Nous avons un cap clair : 2035 et le bannissement des moteurs à combustion eu Europe. Nous sommes également guidés par les normes CAFÉ, qui limitent les émissions de CO2 de chacun des constructeurs, évolutives et plus sévères tous les cinq ans. Pour atteindre ces objectifs, nous devrons immatriculer 25 % de nos véhicules en électrique l’année prochaine. Or, le marché européen en est loin en termes de demande. Notre stratégie marketing est de rendre 100 % électriques les modèles iconiques et préférés des usagers de la marque.
Qu’est-ce qu’une icône Ford ?
La « fordisation », Les Temps modernes, Charlie Chaplin… C’est une voiture accessible, à la pointe de la technologie ! Nous sommes un des plus vieux constructeurs au monde, né en 1903, avec un fort imaginaire collectif, d’accès à la mobilité et à la technologie.
Le futur de la mobilité et de la technologie pour un véhicule ?
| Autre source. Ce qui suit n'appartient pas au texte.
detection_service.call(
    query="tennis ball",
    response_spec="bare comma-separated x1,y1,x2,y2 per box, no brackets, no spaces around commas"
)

La pointe de la technologie, ce sont des interfaces homme-machine, ou de tablette intérieure, augmentée, avec deux éléments forts : la sécurité embarquée et la conduite autonome. Notre Ford Mach-E avec son système BlueCruise, homologué en Angleterre, en Espagne et bientôt en France, permet de conduire sans les mains sur autoroute, tout en sécurité. Mais toutes ses technologies, avec une place de choix à l’IA dans la communication avec la voiture, ont pour objectif de réinventer le plaisir à la conduite, qui est notre cœur de métier avec une mobilité accessible.
Le 3 décembre, vous avez présenté la version électrique de votre Ford Puma. En quoi électrifier un modèle participe-t-il de l’évolution de son design et de ses possibilités pratiques ?
En passant à l’électrique, nous supprimons le pot d’échappement. En résulte des coffres plus larges. La Puma se distinguait déjà par une « mega-box », un renfoncement étanche dans le coffre qui permettait à des sportifs de laver leur VTT ou leur planche de surf. Désormais, cette Puma Gen-E offre une « Gigabox », plus grande. C’est en somme toujours un véhicule sexy et malin, mais d’autant plus pratique maintenant.
Vos objectifs pour 2025 ?
Rester le leader du véhicule utilitaire, et tenir notre position au global de septième sur le marché français. Enfin, développer ce que nous sommes seuls à proposer avec notre Ford Kuga, qui roule au bio-éthanol, le carburant le plus attractif aujourd’hui.